In the *word-embs-fun.ipynb* file, I show how to clean a single .txt file and save as a dictionary. Below, I show you how to save multiple files into a list.

In [3]:
path = 'src/<path>' # designate the path where your data is houses

format_txt = os.path.join(path, '*.txt')

file_list = glob.glob(format_txt)

In [5]:
def PreProcess(ls):
    file_list = []
    for files in file_list:
        with open(files) as f:
            data = f.read()
            data = data.lower()          
            data = re.sub(r'\d+', '', data) #removes numbers
            newdata = re.sub(r'[^\w\s]','',data) #removes punctuation
            data = re.sub('â,â,â', ' ', newdata, re.IGNORECASE) #removes special characters
            filename = 'corpora.txt' 
        with open(filename, 'w') as f:
            f.writelines(data)
    print('Done!')

In [6]:
PreProcess(file_list)

Done!


## Removing Stopwords

Stopwords are commonly used words a language that do not actively contribute to the meaning of a sentence. Top stopwords are articles such as 'and', the' and 'at'. 

In [None]:
stop_words = set(stopwords.words('english'))
tokens = word_tokenize(data)
result = [i for i in tokens if not i in stop_words]

## Create Counterfactual Dataset
In Stage Two of Our Chapter, we discuss counterfactuals. You can create datasets that replace target words with non-target words to test if a model will provide the same output it would have if the target words would have been left in tact. 

Once you have created the counterfactual dataset, run your model on both the counterfactual dataset and the original dataset to see if your model scores each sentiment the same on specific tasks. 

Tools such as DiCE (https://github.com/interpretml/DiCE) and TensorFlow Responsible (https://www.tensorflow.org/responsible_ai/model_remediation/counterfactual/guide/creating_a_custom_counterfactual_dataset) have more information on how to train a counterfactual model using counterfactual data. 

In [None]:
# Counterfactual Dataset

replacement = {"hate": "love", "bad": "good", "ugly": "beauty"}


df["column"].replace(replacement, inplace=True)

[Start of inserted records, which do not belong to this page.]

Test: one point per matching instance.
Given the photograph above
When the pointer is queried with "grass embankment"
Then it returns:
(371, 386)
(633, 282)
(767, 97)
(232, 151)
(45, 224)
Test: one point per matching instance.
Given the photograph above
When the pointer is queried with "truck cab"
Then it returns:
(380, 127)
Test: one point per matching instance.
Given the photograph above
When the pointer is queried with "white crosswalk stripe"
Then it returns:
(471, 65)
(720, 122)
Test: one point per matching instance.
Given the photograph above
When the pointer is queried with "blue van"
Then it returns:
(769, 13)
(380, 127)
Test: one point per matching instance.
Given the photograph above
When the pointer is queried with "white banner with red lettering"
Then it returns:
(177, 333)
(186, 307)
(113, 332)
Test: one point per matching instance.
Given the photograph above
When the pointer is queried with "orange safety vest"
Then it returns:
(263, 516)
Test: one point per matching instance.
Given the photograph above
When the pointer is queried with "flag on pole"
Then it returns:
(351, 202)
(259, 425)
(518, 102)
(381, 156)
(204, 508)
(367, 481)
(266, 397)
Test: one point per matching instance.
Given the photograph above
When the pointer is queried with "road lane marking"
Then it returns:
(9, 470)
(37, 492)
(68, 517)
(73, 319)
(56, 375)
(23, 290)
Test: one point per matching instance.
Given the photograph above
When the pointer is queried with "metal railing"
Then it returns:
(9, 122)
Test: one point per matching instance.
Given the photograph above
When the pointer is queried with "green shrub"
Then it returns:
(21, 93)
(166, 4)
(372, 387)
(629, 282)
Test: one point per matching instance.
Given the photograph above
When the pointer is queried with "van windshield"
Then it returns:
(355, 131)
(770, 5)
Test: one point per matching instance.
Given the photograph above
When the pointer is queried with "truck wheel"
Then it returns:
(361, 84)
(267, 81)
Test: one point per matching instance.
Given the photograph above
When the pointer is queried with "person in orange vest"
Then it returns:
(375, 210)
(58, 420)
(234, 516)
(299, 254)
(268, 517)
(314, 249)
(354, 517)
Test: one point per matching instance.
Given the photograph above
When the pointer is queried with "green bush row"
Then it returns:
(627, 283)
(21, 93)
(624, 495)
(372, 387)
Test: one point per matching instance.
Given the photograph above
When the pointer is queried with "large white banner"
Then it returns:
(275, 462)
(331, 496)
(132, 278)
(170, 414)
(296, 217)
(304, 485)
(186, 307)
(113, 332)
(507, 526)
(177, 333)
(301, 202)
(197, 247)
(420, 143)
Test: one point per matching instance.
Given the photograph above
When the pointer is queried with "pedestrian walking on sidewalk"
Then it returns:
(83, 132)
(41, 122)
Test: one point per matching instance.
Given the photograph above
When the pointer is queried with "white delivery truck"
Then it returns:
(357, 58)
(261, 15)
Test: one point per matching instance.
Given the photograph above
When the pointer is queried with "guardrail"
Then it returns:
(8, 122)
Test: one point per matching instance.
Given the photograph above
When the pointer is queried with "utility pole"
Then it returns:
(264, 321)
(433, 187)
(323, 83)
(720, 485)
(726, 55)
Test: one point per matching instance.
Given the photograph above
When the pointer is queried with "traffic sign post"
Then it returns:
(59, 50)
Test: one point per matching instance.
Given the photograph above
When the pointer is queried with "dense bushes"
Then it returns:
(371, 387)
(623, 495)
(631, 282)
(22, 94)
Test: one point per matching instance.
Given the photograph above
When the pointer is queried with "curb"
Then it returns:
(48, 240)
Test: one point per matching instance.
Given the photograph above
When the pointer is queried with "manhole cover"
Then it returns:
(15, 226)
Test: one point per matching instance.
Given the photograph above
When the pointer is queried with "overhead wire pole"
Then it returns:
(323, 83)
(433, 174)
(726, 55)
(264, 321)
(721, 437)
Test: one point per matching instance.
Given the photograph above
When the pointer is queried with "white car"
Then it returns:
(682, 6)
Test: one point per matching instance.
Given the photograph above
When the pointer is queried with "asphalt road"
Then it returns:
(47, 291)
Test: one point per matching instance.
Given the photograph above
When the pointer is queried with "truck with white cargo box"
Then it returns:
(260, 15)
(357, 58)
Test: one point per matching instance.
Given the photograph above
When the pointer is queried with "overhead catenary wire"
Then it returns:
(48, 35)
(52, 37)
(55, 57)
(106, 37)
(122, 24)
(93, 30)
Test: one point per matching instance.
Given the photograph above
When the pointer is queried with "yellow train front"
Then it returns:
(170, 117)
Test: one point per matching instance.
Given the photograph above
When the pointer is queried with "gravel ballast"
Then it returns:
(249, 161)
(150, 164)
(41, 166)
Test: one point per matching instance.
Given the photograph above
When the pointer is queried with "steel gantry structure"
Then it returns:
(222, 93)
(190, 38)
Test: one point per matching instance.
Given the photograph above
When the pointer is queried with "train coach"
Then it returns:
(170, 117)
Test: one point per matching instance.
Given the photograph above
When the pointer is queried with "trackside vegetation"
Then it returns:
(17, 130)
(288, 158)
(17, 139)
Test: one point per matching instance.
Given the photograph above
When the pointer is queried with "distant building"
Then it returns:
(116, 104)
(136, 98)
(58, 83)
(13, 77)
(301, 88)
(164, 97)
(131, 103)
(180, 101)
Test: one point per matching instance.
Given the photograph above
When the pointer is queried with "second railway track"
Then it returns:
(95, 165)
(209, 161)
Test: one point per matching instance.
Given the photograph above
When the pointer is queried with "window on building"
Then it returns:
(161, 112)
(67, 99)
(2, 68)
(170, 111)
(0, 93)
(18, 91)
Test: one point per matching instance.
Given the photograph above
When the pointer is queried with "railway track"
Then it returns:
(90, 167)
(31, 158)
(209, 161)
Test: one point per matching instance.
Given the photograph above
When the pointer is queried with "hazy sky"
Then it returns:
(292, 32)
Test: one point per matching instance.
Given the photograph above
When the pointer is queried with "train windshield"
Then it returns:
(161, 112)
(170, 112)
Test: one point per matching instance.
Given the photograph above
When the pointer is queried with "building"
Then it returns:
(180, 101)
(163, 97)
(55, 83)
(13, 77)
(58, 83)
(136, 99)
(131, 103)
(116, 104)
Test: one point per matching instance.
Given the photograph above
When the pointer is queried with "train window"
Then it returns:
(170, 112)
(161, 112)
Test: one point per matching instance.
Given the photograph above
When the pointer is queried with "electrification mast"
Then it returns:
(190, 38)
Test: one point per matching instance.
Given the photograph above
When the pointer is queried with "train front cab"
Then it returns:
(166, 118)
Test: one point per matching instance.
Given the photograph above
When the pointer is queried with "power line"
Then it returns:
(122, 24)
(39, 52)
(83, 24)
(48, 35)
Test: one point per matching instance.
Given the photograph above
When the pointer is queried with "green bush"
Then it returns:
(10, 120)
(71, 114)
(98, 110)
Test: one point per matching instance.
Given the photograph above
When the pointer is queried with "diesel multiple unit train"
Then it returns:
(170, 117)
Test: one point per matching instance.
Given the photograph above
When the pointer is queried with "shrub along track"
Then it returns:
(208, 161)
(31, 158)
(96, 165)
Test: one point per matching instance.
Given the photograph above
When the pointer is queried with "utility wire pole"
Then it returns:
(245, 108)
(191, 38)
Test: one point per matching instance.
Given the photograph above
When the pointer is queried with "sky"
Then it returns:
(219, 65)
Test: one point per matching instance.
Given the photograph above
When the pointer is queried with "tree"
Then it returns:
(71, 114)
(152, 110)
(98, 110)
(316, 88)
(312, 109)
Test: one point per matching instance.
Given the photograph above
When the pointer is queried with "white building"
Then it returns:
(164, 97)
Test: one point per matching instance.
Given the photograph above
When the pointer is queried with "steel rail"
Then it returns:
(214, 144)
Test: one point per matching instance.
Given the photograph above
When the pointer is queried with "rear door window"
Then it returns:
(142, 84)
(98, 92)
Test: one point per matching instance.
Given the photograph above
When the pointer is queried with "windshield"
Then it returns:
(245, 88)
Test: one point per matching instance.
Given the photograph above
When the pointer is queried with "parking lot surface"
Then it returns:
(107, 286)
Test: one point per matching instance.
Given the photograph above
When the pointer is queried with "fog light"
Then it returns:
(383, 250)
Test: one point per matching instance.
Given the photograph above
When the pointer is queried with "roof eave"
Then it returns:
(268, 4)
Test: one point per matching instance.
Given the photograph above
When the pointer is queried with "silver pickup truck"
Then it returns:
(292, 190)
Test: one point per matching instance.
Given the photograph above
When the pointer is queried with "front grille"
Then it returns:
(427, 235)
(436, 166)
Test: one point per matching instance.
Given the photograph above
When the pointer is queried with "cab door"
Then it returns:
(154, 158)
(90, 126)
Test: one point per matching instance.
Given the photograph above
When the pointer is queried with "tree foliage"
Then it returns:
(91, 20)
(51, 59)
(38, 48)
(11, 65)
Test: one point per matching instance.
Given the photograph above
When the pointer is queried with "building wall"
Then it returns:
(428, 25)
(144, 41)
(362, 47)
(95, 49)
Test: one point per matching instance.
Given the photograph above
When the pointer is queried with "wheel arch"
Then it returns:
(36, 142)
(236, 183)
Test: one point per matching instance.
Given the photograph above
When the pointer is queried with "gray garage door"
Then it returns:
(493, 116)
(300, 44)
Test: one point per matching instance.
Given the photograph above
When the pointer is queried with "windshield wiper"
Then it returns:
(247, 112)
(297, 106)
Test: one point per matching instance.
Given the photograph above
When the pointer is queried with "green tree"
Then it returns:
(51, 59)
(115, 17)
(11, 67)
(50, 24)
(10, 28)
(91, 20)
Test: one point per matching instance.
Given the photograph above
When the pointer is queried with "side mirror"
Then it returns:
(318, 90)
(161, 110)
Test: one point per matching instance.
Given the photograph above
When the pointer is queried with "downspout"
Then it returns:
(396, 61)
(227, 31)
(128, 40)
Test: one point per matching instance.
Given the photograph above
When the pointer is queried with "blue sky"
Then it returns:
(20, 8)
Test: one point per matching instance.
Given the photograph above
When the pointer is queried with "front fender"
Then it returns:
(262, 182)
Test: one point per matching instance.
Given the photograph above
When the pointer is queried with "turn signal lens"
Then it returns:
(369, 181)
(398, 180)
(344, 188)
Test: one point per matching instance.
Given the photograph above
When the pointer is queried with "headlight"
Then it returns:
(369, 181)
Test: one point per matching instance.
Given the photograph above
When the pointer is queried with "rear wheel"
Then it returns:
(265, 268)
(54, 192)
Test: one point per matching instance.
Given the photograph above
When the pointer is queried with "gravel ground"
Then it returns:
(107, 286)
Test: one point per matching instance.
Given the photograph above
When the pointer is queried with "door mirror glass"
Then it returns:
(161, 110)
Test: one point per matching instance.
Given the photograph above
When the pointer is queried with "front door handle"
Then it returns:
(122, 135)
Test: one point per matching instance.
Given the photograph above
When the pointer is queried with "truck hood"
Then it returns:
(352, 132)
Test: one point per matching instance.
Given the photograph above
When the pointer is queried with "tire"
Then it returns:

# if you want to save replacement data as a new column instead of inplace

df["counter_column"] = df["column"].replace(replacement, inplace=False)

## Remove (Prune) Hateful Words In a String Within a List

If you have a list of hateful words, you can prune them from your dataset using this code. We learn about the benefits of pruning in Stage Three of the Chapter. 

In [None]:
ls = ['hate', 'bad', 'ugly']

words = [w.sub(ls, ' ') for w in words] #removes all words from list and replaces with a space

In [None]:
# can also replace hateful words with better ones
ls = ['hate', 'bad', 'ugly']

rep = ['love', 'good', 'beautiful']

words = [w.replace(ls, rep) for w in words]

## Flag and Tag Words 

You can flag hateful words in a dataset and even create a new column designating whether a flagged word is in a given sentence. We discuss the benefits of flagging words in a dataset in Stage Three of the Chapter. 

In [None]:
# flag hateful words in a "flagged" column

ls = ['hate', 'bad', 'ugly']


hate_list = '|'.join([x.strip() for x in words])

#remove words in the list and 
def flagged_column(df, column, hate_list):
    #convert True to 1 and False to 0
    df["column"] = df[column].str.contains(hate_list, case=False, na=False).astype(int)
    return df


In [None]:
flagged_column(df_name, "flagged_column_name", ls) # add df name, name of new flagged column and list of words to flag

## Let's Think

What are some ways that these functions can be used to improve your projects using Large Language Models? 

What are you excited to create now that you have some tools to begin exploring Large Language Model training responsibly?